Op grond van artikel 74 van de CRD IV (richtlijn 2013/36/EU) mag de EBA richtlijnen uitwerken op het gebied van governance. Op grond van CRD mogen richtlijnen gesteld worden ten aanzien van governance, betrokkenheid van het management, verplichting van het opzetten van een benoemingscommittee. De verplichtingen zijn van toepassing op de hele groep. Ook al is de CRD niet van toepassing op dochterondernemingen. Deze richtlijn moet in samenhang gelezen worden met de richtlijn geschiktheid die de EBA in samenwerking met de ESMA eind september heeft gepubliceerd.

Moet u aan de slag?

Wanneer u als compliance officer werkzaam bent bij een bank of beleggingsonderneming kan het raadzaam zijn om te beoordelen in hoeverre uw organisatie al voldoet aan de eisen uit de herziene richtlijnen. U heeft tot en met 30 juni 2018 de gelegenheid om hieraan te voldoen.
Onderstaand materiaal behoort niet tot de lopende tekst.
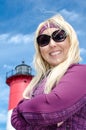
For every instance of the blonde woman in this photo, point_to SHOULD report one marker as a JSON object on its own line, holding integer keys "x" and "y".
{"x": 56, "y": 97}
Wij zien deze richtlijnen als een mooi kader voor de interne governance van banken en beleggingsondernemingen. Andere typen financiële ondernemingen kunnen deze richtlijnen ook als uitgangspunt gebruiken. Het is een prima document om het gesprek over interne governance aan te gaan. Ook het gesprek over de borging van ethische waarden in de organisatiecultuur kan met deze richtlijnen (verder) gevoerd worden.